La institución realizó reclamos ante la situación y las dificultades que causa para la comunidad escolar. “La Municipalidad viene, junta la basura con una máquina y cuando junta la basura empezó como a cavar ese sector. Entonces ahora no solamente hay basura, sino que también se está acumulando agua estancada”, relató. Y amplió: “Cuando llueve eso se llena de agua y es un foco totalmente infeccioso, no solo para la escuela, sino para todos los que pasen por ahí”.
Solución más integral y entre todos
Para la docente, el objetivo del proyecto de los estudiantes de 4to año B, modalidad Informática, no es solamente reclamar que se retire la basura. La idea es que el problema pueda abordarse de manera integral y con la participación de los vecinos y de distintas instituciones.
Entre las alternativas que imaginan, enumeró: “Desde pensar en poner una cámara de vigilancia o poner un container o poner un cartel, hasta pensar en que ahí se ponga un Eco Punto donde la gente sepa que se puede ir a tirar cosas recicladas, que haya un lugar adecuado a donde tirar, o que se refuncionalice el lugar”.
El objetivo sería modificar también la relación que los vecinos tienen con ese espacio y evitar que quede instalado como un lugar destinado al descarte de residuos. “La idea es que los alumnos también comprendan que solos es muy difícil cambiar algo, pero que si sumamos voluntades y todos hacemos un poquito, realmente se puede mejorar el entorno en el cual nosotros vivimos”, sostuvo.

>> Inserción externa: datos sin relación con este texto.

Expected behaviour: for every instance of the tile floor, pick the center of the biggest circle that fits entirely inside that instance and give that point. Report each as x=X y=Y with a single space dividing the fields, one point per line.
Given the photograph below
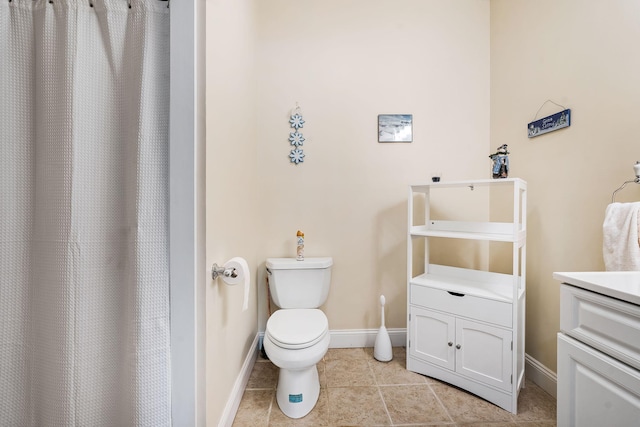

Más allá del basural, la propuesta tiene un objetivo pedagógico: que los estudiantes comprendan que la participación ciudadana no es una idea abstracta, sino una práctica que puede comenzar con un problema concreto del lugar donde viven y estudian.
“Creo que realmente el objetivo es que ellos puedan comprometerse con cuestiones que tengan que ver con la realidad, con las problemáticas que a ellos también los interpelan. Y también que no sientan que todo lo que está mal no se puede cambiar, que tenemos que conformarnos con lo que hay y nada más, que no participemos porque al final es todo lo mismo y para qué vamos a hacer algo”, planteó.
Y resumió así el sentido de la experiencia: “Ser conscientes de nuestras responsabilidades como ciudadanos, pero también, de cuándo podemos transformar algo, mejorar algo para nuestra sociedad, poner nuestro granito de arena”.